スマホ普及率65→80%に 高知県日高村でデジタル化が進むワケ

  • 2023.01.27
  • DX
スマホ普及率65→80%に 高知県日高村でデジタル化が進むワケ

スマホ普及率65→80%に 高知県日高村でデジタル化が進むワケ

人口約5000人、日本一の透明度を誇る仁淀川(によどがわ)をはじめ豊かな自然に恵まれ、フルーツトマトの栽培が盛んな高知県日高村。「村まるごとデジタル化」を掲げる同村では、「スマートフォン普及率100%」を目指し、2021年5月からさまざまな施策に取り組んでいる。

日高村では、スマホ普及事業とスマホを活用したデジタルサービスの提供を同時に開始した

行政のDXを本格化する前に、まずは住民がデジタルサービスを利用できる環境をつくろうと始まった同プロジェクト。開始前に64.5%だったスマホ普及率は、22年6月時点で79.7%まで向上している。

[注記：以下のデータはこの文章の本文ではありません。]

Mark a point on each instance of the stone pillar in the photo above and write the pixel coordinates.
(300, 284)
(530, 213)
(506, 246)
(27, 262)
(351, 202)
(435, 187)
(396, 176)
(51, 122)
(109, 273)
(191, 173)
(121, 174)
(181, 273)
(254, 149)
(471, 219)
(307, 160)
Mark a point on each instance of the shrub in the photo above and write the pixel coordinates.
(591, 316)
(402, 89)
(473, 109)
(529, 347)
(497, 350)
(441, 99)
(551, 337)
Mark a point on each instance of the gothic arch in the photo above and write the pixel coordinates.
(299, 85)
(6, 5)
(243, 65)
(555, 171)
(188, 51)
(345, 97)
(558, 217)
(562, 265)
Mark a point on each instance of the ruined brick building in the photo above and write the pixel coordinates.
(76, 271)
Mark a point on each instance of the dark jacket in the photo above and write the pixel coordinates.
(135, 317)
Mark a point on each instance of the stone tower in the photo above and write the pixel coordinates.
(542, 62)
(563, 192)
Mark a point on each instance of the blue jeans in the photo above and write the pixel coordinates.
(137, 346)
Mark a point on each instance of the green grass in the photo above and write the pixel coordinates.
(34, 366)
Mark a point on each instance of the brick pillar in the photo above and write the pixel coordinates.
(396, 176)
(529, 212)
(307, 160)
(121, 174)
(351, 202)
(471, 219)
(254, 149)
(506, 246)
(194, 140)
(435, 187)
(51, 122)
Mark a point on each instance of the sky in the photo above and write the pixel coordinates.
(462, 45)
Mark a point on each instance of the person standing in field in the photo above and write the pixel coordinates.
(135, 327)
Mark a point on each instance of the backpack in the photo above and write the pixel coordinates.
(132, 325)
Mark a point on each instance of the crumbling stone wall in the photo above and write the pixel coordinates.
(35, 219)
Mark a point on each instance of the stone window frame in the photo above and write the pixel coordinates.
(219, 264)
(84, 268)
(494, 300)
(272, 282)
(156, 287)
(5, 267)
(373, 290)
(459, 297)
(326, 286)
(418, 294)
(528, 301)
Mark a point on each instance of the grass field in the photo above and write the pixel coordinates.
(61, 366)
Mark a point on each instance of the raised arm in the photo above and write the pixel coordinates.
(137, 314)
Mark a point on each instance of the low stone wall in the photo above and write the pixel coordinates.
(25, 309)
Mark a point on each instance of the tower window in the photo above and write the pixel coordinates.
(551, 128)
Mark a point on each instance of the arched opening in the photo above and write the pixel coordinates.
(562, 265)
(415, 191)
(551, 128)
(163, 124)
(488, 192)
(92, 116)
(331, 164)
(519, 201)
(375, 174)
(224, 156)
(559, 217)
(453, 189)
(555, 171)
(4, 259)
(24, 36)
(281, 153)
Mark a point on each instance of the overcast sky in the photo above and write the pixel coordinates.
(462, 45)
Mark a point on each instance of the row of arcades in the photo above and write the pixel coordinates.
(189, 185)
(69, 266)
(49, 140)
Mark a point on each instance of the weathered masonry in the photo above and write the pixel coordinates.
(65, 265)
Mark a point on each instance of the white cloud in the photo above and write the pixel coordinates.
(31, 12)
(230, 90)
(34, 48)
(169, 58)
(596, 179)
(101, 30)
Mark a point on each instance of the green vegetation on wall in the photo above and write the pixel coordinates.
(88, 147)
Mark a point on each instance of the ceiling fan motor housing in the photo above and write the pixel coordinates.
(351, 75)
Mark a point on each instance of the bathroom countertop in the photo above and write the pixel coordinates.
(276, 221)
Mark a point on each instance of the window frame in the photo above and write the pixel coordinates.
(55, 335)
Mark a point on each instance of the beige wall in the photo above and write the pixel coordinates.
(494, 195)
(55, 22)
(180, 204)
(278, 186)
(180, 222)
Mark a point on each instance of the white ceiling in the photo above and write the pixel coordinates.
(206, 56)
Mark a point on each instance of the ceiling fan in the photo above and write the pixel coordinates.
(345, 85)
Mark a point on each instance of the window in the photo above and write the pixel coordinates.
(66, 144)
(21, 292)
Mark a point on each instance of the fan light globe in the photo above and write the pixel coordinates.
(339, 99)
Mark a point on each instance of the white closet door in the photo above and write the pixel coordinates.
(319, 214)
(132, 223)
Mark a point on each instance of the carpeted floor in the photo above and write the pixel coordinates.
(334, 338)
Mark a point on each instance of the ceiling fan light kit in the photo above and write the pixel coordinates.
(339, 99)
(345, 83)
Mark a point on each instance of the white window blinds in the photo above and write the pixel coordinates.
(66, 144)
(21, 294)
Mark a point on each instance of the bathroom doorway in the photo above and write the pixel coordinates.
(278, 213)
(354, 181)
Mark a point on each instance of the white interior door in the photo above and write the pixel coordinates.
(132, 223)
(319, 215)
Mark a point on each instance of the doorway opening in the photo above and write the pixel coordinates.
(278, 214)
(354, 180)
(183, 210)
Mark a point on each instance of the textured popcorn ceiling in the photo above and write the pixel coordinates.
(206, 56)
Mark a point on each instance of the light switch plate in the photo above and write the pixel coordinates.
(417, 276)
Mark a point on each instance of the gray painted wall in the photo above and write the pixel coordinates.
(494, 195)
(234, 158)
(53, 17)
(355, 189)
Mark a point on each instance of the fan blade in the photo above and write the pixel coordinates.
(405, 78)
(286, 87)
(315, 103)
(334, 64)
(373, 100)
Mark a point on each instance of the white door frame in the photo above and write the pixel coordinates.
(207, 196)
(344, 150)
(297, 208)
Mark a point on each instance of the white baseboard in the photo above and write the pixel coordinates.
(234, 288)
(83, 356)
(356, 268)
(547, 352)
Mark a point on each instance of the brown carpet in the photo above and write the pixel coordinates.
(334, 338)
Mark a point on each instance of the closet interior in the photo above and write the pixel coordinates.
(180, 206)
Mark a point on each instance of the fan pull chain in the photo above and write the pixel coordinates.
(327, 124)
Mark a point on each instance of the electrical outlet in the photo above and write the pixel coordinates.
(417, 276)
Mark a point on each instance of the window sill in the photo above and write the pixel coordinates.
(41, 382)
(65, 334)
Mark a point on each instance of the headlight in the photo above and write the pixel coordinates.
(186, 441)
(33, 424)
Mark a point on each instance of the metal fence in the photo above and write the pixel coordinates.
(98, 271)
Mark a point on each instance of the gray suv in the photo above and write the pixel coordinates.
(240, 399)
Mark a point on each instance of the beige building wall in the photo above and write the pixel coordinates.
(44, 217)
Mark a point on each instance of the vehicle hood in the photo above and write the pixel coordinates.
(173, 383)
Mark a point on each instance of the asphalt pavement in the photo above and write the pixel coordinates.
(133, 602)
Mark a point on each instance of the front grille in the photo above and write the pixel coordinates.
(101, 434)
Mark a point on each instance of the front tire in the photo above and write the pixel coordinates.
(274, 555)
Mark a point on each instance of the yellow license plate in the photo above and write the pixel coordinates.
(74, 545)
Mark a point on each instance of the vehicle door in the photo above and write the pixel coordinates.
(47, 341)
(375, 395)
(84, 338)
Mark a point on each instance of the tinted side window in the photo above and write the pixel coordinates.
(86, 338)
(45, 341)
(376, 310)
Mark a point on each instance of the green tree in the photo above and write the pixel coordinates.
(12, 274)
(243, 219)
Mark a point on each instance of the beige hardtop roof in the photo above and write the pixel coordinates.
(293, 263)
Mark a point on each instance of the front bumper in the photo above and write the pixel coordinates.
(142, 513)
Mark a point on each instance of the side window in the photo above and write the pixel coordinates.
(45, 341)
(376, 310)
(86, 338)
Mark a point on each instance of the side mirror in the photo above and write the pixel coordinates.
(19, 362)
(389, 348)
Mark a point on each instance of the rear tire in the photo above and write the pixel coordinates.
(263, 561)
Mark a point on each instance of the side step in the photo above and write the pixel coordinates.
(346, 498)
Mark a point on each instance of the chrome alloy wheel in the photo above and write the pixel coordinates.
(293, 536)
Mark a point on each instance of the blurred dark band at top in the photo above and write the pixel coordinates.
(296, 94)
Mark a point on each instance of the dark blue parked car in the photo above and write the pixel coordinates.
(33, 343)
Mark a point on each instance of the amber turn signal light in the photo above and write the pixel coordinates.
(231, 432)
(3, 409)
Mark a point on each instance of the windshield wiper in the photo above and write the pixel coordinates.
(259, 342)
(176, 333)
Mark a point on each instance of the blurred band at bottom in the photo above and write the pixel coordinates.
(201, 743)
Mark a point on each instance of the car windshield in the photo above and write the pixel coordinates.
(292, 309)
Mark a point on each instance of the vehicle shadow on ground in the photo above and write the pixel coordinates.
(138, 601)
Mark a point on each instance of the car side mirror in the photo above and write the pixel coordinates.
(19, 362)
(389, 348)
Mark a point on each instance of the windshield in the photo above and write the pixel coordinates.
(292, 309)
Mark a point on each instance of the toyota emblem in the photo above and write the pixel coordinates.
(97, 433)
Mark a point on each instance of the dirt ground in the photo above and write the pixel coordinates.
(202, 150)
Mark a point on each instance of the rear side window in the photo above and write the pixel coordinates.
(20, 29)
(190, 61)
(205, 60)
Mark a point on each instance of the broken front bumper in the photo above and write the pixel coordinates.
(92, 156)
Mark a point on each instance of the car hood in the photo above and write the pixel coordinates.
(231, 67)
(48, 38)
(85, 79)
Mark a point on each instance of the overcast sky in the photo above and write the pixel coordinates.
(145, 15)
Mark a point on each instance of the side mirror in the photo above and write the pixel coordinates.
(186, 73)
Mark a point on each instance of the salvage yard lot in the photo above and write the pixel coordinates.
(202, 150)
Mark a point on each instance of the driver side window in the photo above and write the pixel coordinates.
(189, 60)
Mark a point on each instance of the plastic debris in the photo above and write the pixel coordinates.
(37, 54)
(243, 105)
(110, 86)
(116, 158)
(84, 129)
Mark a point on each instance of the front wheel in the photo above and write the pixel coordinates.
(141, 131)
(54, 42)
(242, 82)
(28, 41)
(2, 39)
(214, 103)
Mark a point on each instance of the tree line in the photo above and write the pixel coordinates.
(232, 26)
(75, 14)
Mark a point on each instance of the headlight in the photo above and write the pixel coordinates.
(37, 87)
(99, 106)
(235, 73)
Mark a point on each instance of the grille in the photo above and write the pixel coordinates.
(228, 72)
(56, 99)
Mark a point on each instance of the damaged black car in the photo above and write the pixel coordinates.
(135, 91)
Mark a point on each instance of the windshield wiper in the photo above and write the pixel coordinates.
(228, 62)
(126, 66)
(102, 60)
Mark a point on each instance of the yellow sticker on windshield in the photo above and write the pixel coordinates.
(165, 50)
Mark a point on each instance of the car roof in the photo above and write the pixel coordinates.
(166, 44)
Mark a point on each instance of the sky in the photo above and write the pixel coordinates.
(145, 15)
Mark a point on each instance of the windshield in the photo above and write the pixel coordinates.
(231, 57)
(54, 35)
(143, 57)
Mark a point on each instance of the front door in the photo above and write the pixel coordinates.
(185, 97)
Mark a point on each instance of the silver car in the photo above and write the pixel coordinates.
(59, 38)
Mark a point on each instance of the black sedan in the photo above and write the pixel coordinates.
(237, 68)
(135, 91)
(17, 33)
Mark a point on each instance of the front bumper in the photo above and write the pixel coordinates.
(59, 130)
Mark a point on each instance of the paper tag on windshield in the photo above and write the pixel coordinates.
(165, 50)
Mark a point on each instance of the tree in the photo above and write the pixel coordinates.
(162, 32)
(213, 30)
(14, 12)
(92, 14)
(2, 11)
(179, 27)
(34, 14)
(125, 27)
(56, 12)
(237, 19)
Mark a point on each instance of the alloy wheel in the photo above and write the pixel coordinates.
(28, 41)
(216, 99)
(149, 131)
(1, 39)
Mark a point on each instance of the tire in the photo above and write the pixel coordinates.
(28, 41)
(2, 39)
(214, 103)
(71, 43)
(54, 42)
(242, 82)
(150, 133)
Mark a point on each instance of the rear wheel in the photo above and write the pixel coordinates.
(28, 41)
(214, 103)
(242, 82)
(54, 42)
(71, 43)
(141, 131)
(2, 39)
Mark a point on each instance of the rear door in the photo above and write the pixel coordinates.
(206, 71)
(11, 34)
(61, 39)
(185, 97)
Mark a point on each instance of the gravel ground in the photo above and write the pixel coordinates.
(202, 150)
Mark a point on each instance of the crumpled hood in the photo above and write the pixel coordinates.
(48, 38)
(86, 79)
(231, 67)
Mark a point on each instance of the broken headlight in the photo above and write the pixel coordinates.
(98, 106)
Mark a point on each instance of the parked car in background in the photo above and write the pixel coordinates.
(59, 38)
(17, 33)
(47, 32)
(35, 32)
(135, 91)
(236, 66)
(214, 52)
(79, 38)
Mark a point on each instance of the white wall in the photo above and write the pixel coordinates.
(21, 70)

どのようにして普及率を上げたのか。住民の生活はどう変わったのか。高知県日高村役場 企画課 安岡周総氏に聞いた。

70代以上の高齢者がスマホを持たない理由

高齢化率が約43%の日高村では、村全体の活力の低下や人口減による税収減、住民同士のつながりの希薄化などが課題とされている。住民の暮らしの質向上にはDXの推進が急務だが、そもそも住民がデジタルデバイスを使えていない状態でのDXは無理がある。そんな背景があり、「スマートフォン普及率100%」を掲げたという。プロジェクト開始前の日高村における世代別スマートフォン普及率。70代以降は普及率が50%以下だ

プロジェクト開始前の普及率は64.5%。特に課題となるのが70代以降で、80~90代は10%前後だった。日高村が実施したアンケートによれば、スマホを持たない理由は、1位「必要ない」、2位「使い方が分からない」、3位「価格が高い」となる。

そうした層にスマホを普及させるアプローチとして、スマホ購入やランニングコストの支援、スマホ普及事業の説明会や体験会、スマホ教室や相談所の設置などを開始した。同時に、「健康」「防災」「情報」の3分野でスマホを活用した取り組みも始めた。

「スマホを持たない理由のうち、『使い方が分からない』と『価格が高い』は、比較的解決しやすい。しかし、『必要ない』と思う方々の考えを変えるには、自分の命に直結するような分野での利用法を示すことが重要ではないかと考えました」(安岡氏)

「スマホは必要ない」と考える高齢者に何をした?

今でこそ一定の成果をあげている本事業だが、最初から筋書き通りに進んだわけではない。スマホ普及事業においては、入り口として村の拠点となる数カ所で「スマホ普及事業の説明会」を開催したが、ほとんど誰も来なかった。

まず、いくつかの拠点で事業説明会をしたが、失敗に終わったという

「スマホが必要ない、よく分からないと思っている人に対して、こちら側の都合で決めた日時・場所に説明を聞きに来てくださいと言っても、『自分には必要ない』と思いますよね。住民の課題感を理解できていませんでした」(安岡氏)

そこで、全82の自治体に電話や手紙で連絡を取り、「説明会を開催したいので都合のいい日時を教えてください」と依頼し、職員が各自治体に出向いた。コロナ禍のため約50の自治体での実施にとどまったが、6カ月に1回ほど説明会を繰り返し、参加者が増えた。そこでは、こんな話をしたそうだ。

「人口減少に伴い、社会保障費制度の維持が困難になっている。デジタル化しなければ、行政サービスが受けられなくなる。だから、みなさんにスマホを持っていただき、自身で必要な情報を取得してもらえたら、このぐらいの予算が削減できる。いざというときに、すぐに必要な情報にリーチもできる。

また、最長でも26年3月には3Gサービスが終了し、多くのガラケーが使えなくなる。われわれはスマホの所持を強制しているのではなく、ガラケーがなくなるのだから今から練習したほうがいいだろうと。みなさんの選択肢として、この事業を進めていると訴えました」(安岡氏)

全員がすんなり受け入れることはなく、「スマホを持たせるなら費用はすべて村で負担してほしい」など、さまざまな反発があったという

同時に、スマホ購入や切り替えの手続きができるようKDDIのショップを出張所として村内に設けた。その取り組みが継続して、現在は出張販売も兼ねた「よろず相談所」として運営されている。

このほか、村唯一のスーパーマーケットにも代理店を置いて販売キャンペーンを展開するなど、住民の生活圏内に出向くようにした。こういった施策が、スマホの普及につながったようだ。